Por outro lado, correr para diminuir a demanda toda vez que os salários começam a aumentar é uma maneira infalível de garantir que o salário dos trabalhadores seja reduzido ao longo do tempo. Com o Federal Reserve dos EUA considerando agora uma nova orientação política, vale a pena notar que os períodos de rápida mudança estrutural geralmente exigem uma taxa de inflação óptima mais alta, devido à rigidez nominal descendente de salários e preços (o que significa que o que sobe raramente desce). ). Estamos em tal período agora, e não devemos entrar em pânico se a inflação ultrapassar a meta de 2% do banco central – uma taxa para a qual não há justificativa económica.

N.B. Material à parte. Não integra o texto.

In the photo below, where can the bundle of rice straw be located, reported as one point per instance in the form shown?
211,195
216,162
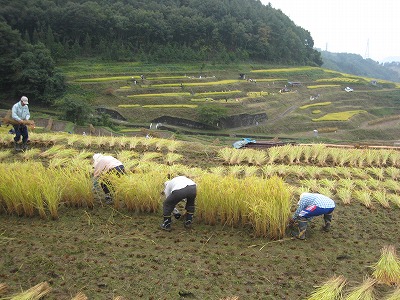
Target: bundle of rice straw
34,293
387,269
3,288
364,292
395,295
7,120
330,290
80,296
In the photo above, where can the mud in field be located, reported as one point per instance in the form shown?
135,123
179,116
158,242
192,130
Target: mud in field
106,253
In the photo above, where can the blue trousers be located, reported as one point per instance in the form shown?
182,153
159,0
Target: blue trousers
313,211
21,130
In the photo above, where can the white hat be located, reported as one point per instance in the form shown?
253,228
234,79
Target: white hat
97,156
24,100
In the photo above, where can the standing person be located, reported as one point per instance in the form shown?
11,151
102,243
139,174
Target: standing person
311,205
20,113
176,190
103,165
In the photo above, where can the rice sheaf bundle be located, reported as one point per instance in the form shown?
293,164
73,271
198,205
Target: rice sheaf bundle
330,290
34,293
364,292
387,269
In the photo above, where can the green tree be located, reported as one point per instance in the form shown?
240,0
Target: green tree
210,114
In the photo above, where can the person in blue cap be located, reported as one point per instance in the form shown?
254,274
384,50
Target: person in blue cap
311,205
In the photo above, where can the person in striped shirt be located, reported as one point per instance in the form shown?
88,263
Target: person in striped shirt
311,205
176,190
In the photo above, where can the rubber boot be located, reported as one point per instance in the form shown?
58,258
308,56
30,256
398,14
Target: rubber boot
300,233
166,225
327,220
16,146
188,220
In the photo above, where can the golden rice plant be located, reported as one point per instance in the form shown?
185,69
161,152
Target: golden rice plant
73,139
269,170
345,195
3,288
310,184
364,197
171,157
361,184
395,199
220,200
259,157
5,154
316,150
236,171
330,290
363,292
219,170
344,172
373,184
330,172
378,173
314,172
381,197
298,171
21,197
273,155
149,156
140,192
395,295
269,206
387,269
394,158
329,184
393,173
80,296
384,157
51,187
31,153
52,151
392,185
77,184
34,293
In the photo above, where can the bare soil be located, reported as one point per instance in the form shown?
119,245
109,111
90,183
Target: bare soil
106,253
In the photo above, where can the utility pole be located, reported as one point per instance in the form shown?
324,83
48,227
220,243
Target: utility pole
367,50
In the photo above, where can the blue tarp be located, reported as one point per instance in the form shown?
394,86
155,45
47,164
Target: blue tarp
243,142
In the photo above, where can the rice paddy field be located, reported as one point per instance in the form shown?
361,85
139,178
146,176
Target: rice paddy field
59,240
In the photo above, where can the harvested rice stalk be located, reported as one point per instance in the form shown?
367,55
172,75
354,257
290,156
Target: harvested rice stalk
364,292
80,296
395,295
330,290
34,293
387,269
3,288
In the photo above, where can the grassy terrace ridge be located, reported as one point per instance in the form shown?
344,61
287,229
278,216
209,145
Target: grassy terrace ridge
108,251
277,91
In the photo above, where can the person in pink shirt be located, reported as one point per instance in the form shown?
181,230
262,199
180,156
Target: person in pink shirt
106,164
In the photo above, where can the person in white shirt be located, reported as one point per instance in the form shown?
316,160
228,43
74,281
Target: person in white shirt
176,190
311,205
20,113
103,164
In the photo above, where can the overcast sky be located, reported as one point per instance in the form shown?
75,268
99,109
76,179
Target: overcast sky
365,27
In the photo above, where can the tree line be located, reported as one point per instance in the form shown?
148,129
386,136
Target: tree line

Qualquer relato honesto da inflação actual deve conter um grande aviso: como nunca passamos por algo assim antes, não podemos ter certeza de como as coisas vão evoluir. Tampouco podemos ter certeza do que fazer com a Grande Demissão, embora haja pouca dúvida de que os trabalhadores da base têm muitos motivos para se zangar. Muitos trabalhadores à margem podem ser forçados a voltar ao trabalho uma vez que suas reservas de caixa se esgotem; mas se eles estão descontentes, isso pode aparecer nos números de produtividade.

Isso nós sabemos: um grande aumento generalizado nas taxas de juros é uma cura pior do que a doença. Não devemos atacar um problema do lado da oferta diminuindo a demanda e aumentando o desemprego. Isso pode amortecer a inflação se for levado longe o suficiente, mas também arruinará a vida das pessoas.

Em vez disso, precisamos de políticas estruturais e fiscais direccionadas para desbloquear os gargalos de oferta e ajudar as pessoas a enfrentar as realidades de hoje. Por exemplo, os cupões de alimentação para os necessitados devem ser indexados ao preço dos alimentos e os subsídios de energia (combustível) ao preço da energia. Além disso, um corte fiscal único de “ajuste da inflação” para famílias de baixa e média renda as ajudaria na transição pós-pandemia. Poderia ser financiado tributando as rendas de monopólio do petróleo, tecnologia, farmacêutica e outros gigantes corporativos que mataram a crise.

JOSEPH STIGLITZ

Como economista-chefe e membro sénior do Roosevelt Institute, Joseph Stiglitz se concentra em distribuição de renda, risco, governança corporativa, políticas públicas, macroeconomia e globalização.